B.  Les outils, la formation et l’encadrement nécessaires ont‑ils été donnés à la fonctionnaire afin qu’elle puisse atteindre les normes fixées dans un délai raisonnable?

[95]  La fonctionnaire a soutenu qu’elle n’a pas reçu un encadrement efficace et que l’aide qu’elle avait reçue n’était pas suffisante et adaptée à ses besoins particuliers. Son représentant a fait valoir que l’employeur n’avait fait aucun effort pour distinguer les jours ou les semaines pendant lesquels les objectifs fluctuaient considérablement entre le respect ou le dépassement des quotas de production ou l’omission de les respecter de façon significative. Il a présenté le même argument pour les fluctuations des taux d’erreur signalés.

[96]  Mme Smythe Wilson, la superviseure directe de la fonctionnaire pendant la plus grande partie de la période en litige, a témoigné que les services de plusieurs mentors avaient été offerts à la fonctionnaire entre 2011 et 2014. Son évaluation annuelle du rendement datée du 26 avril 2012 indique que, dès octobre 2011, un mentor lui avait été affecté pour l’aider à apprendre à traiter efficacement les dossiers. Je précise que le PAGRP non signé devant entrer en vigueur le 21 novembre comprend des dates précises qui ont été fixées afin que la fonctionnaire collabore avec son mentor pendant ce mois‑là.
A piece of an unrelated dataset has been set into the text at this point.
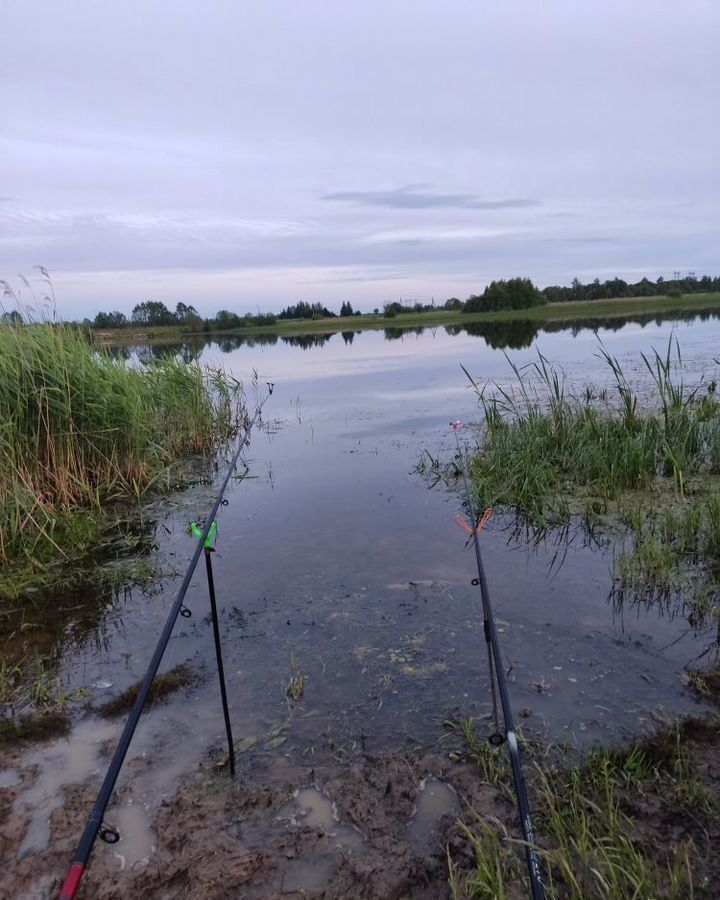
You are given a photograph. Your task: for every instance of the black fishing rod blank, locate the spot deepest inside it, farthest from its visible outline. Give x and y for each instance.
(491, 637)
(95, 825)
[97]  Je remarque également que son plan d’amélioration du rendement daté du 26 avril 2012 déclare que [traduction] « […] un mentor lui avait été affecté en octobre pour l’aider à apprendre comment traiter efficacement les dossiers. » Son examen en milieu d’année, daté du 18 septembre 2012, affirme ceci : [traduction] « Une mentore, Marcia, a été affectée à Carol […] afin de lui montrer comment utiliser le SMGC et améliorer sa vitesse. Depuis sa réunion avec Marcia, les chiffres de Carol se sont améliorés. »
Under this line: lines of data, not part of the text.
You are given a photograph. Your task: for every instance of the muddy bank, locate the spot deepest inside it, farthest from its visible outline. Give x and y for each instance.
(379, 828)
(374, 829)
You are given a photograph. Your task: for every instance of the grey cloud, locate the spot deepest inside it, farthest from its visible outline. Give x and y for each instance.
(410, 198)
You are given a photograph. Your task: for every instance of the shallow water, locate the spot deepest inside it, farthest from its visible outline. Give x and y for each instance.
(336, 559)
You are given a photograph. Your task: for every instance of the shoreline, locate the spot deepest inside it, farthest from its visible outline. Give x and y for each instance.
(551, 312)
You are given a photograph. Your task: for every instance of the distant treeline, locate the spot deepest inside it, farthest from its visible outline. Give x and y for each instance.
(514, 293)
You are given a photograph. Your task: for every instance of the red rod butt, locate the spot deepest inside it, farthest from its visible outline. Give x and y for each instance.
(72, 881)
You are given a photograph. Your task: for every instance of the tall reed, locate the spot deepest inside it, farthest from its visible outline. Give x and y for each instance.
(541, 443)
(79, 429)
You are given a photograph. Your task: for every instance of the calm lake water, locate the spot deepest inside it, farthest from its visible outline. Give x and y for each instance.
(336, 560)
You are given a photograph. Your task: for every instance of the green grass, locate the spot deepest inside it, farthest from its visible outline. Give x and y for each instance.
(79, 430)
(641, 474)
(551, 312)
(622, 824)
[98]  L’évaluation annuelle du rendement de la fonctionnaire, datée du 25 avril 2013, indique qu’elle était réticente à rencontrer un mentor pour lui montrer comment utiliser le SMGC, mais qu’elle a finalement accepté. Elle indique qu’elle a suivi une formation sur le SMGC.

[99]  Les notes de réunion de Mme Smyth Wilson du 2 juillet 2013 indiquent que la fonctionnaire avait été interrogée à savoir si son équipe avait continué de lui offrir un encadrement. Elle a répondu par l’affirmative. On lui a rappelé qu’elle pouvait demander de l’aide à tout moment. Elle a répondu qu’elle l’avait effectivement demandé à une personne appelée Tracy, qui l’a toujours aidé.

[100]  Les notes de leur réunion du 26 novembre 2013, indiquent que Mme Smythe Wilson a dit à la fonctionnaire qu’elle passerait un après‑midi cette semaine-là pour la rencontrer et l’observer, afin de lui offrir des idées pour améliorer sa productivité.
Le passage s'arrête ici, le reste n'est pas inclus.